Welcome to Ubuntu 18.04.4 LTS (GNU/Linux 4.15.0-91-generic x86_64)
* Documentation: https://help.ubuntu.com
* Management: https://landscape.canonical.com
* Support: https://ubuntu.com/advantage
root@server:~#
We can now proceed with Jitsi installation (documentation here)
First let's make sure that the system is up to date
apt update
apt upgrade -y
Then install nginx
apt install nginx -y
Now we can add the Jitsi repositories and install the Jitsi components. During the installation, you will be prompted for a domain to use, when it happens enter the domain you choose/registered at #2. The second question you'll be asked is if generate a self signed certificate or provide your own; choose the default (generate a self signed certificate)

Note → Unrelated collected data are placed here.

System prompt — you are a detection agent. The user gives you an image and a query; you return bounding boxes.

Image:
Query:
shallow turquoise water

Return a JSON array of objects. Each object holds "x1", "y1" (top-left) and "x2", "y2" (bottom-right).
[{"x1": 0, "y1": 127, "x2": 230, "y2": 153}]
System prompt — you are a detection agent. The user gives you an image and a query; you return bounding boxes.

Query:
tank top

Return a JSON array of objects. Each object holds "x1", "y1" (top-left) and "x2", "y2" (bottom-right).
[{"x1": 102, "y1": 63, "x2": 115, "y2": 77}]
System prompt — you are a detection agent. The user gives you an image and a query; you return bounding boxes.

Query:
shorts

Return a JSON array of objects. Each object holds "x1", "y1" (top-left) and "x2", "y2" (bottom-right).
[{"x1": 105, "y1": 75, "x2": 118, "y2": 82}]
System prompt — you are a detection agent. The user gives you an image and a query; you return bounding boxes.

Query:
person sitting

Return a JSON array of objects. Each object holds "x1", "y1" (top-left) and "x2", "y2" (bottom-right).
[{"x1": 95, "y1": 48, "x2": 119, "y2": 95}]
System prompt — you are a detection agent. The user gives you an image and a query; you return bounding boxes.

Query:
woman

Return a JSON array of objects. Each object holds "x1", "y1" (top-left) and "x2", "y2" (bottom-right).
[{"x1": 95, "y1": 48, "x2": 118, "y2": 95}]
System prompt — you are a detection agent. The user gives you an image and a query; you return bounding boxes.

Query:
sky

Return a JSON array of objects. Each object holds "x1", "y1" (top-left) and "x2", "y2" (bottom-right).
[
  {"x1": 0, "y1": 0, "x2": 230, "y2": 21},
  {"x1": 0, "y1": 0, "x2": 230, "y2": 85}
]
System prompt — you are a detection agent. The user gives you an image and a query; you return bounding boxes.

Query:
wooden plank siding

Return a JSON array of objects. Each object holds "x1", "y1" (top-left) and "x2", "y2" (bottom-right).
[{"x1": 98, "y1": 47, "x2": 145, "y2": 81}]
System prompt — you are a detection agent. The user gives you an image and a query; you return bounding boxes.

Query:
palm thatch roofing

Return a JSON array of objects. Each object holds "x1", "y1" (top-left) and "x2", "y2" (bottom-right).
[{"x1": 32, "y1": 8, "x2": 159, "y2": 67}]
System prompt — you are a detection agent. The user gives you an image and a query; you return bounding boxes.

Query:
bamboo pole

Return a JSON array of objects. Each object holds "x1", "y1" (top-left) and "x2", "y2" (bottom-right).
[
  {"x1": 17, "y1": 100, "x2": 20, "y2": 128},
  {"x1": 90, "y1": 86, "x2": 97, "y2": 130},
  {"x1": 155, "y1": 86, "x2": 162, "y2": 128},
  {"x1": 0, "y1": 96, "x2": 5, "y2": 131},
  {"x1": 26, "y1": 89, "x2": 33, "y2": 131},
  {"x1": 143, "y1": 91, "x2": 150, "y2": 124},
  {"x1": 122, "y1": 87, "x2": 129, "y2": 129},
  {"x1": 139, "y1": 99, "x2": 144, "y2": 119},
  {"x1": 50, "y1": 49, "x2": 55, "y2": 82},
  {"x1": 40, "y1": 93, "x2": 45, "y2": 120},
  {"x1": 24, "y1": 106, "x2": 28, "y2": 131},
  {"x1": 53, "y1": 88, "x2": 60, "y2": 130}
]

echo 'deb https://download.jitsi.org stable/' >> /etc/apt/sources.list.d/jitsi-stable.list
wget -qO - https://download.jitsi.org/jitsi-key.gpg.key | apt-key add -
apt update && apt install jitsi-meet -y
And finally, lets ask let's encrypt for a certificate for our domain
/usr/share/jitsi-meet/scripts/install-letsencrypt-cert.sh
To verify that the installation was successful, open your browser and enter your domain in the address bar, Jitsi should be now up and running.
Once we have verified that the installation is working properly, it is time to configure the firewall so not to leave your server exposed. For firewall we are going to use ufw
:
ufw allow ssh
ufw allow http
ufw allow https
ufw allow 10000/udp
ufw enable
#4 Enable authentication for Jitsi
Enabling the authentication requires only to edit three files:
/etc/jitsi/meet/apeunit.test-config.js
/etc/prosody/conf.avail/apeunit.test.cfg.lua
/etc/jitsi/jicofo/sip-communicator.properties
NOTE: for the first two, change the
apeunit.test
part of the filename with your domain
The official documentation for secure domain explains the details of the changes, but here are the files already configured:
I've published the changed files here:
/etc/jitsi/meet/apeunit.test-config.js
/etc/prosody/conf.avail/apeunit.test.cfg.lua
/etc/jitsi/jicofo/sip-communicator.properties
but they have to be changed according to your domain name, here is how. First set a variable with your domain name:
export JITSI_DOMAIN="your_domain.com"
then update the meet configuration file:
curl https://gist.githubusercontent.com/noandrea/5ff6b212273af95103996c0e71f0cdf2/raw/d14979d5b31af324c5823b3d3c8683a6c762f518/apeunit.test-config.js -s | \
sed "s/apeunit.test/$JITSI_DOMAIN/g" \
> /etc/jitsi/meet/$JITSI_DOMAIN-config.js
then the prosody configuration file:
curl https://gist.githubusercontent.com/noandrea/5ff6b212273af95103996c0e71f0cdf2/raw/d14979d5b31af324c5823b3d3c8683a6c762f518/apeunit.test.cfg.lua -s | \
sed "s/apeunit.test/$JITSI_DOMAIN/g" | \
sed "s/JICOFO_SECRET/$(grep -e '^JICOFO_SECRET=.*' /etc/jitsi/jicofo/config | cut -d '=' -f2)/g" | \
sed "s/TURN_SECRET/$(< /dev/urandom tr -dc _A-Z-a-z-0-9 | head -c${1:-8})/g" \
> /etc/prosody/conf.avail/$JITSI_DOMAIN.cfg.lua
and finally the sip communicator properties file:
echo "org.jitsi.jicofo.auth.URL=XMPP:$JITSI_DOMAIN" \
>> /etc/jitsi/jicofo/sip-communicator.properties
Once this part is completed it is now time to create your users, with the command prosodyctl register USER DOMAIN PASSWORD
; in our example we can register the user jane
with:
prosodyctl register jane $JITSI_DOMAIN janepwd
Currently there is no option to make users register themselves, you will have to create users by command line. Also not all the users need to have a password, only the ones that open a room.
To apply the changes last thing we have to do is to restart Jitsi services:
systemctl restart jicofo
systemctl restart jitsi-videobridge2
systemctl restart prosody
That's it! Now you can enjoy your private chat server thanks to the wonderful Jitsi!